All of which would be dull history but for the current publication of an extraordinary lively and intimate document by Violet Hunt,* revealing Author Ford as she knew him when he was founding the English Review, composing masterpieces in Joseph Conrad's bathroom, treating with Publisher S. S. McClure and the latter's secretary, "of delicate and virile power," Willa Gather; going to prison for the experience and to balk his wife's collecting alimony; receiving famed authors at his office; acting as novelist of the Vorticist art movement; suffering the slings and arrows of legal fortune, in the shape of writs and bills from his wife and agents of the Crown seeking to apprehend him as a German spy just when he had obtained a commission and was off for France. She describes him as "a cold, patient man, without fire, lazy of habit ... an Englishman a little mad about good letters" mooning about or dictating smoothly in a Velvet coat that was Dante Gabriel Rossetti's.
Nearly every one of contemporary literary importance appears full length and close to, notably:
Joseph Conrad, who bore Author Ford much love. They collaborated on many works.
Henry James, who called Violet Hunt his "purple patch." She fancied him, with his black beard, as a corsair when she first met him, soon discovering the paradox. He keeps aloof from all intimacy, a coy, correct lion, but squeezes gossips dry of their human news, for "copy."
Thomas Hardy contributes a poem to the first issue of the Review. H. G. Wells lends kind offices and has hockey parties. Hugh Walpole and Ezra Pound play tennis. Oscar Wilde lisps about Africa. Frank Harris reads his latest things. Walter De la Mare and Amy Lowell are present. Rebecca West conquers Fleet Street at 18, making "not so much a splash as a definite hole in the world."

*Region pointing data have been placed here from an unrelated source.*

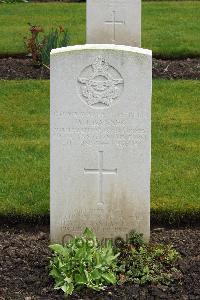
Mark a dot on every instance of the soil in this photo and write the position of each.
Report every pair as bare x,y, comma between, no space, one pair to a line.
24,268
23,68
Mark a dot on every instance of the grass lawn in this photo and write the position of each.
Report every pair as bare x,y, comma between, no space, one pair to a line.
24,147
169,28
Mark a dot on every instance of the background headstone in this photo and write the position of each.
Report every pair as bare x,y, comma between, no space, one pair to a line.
114,22
100,140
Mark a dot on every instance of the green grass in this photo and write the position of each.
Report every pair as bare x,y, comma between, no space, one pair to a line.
169,28
24,147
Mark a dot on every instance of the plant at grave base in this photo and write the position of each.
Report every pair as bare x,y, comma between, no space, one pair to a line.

Finally and not least, there is Violet Hunt, Ruskin's goddaughter, revealing herself without reservations--a fascinating, quickwitted, harum-scarum little busybody, a Yorkshire sparrow constantly braving the horses' hoofs. She turns out her books, chiefly love-novels and tales of the "uneasy" (ghosts), with unflagging industry; cares for her aging mother though it costs her a family feud; crusades with the Pankhursts; serves the Review, mothers Editor Hueffer, loves him (even with all his teeth gone), thinks she is married to him, keeps her chin up afterwards.
*I HAVE THIS TO SAY: THE STORY OF MY FLURRIED YEARS--Violet Hunt--Boni & Liveright (,$3.50).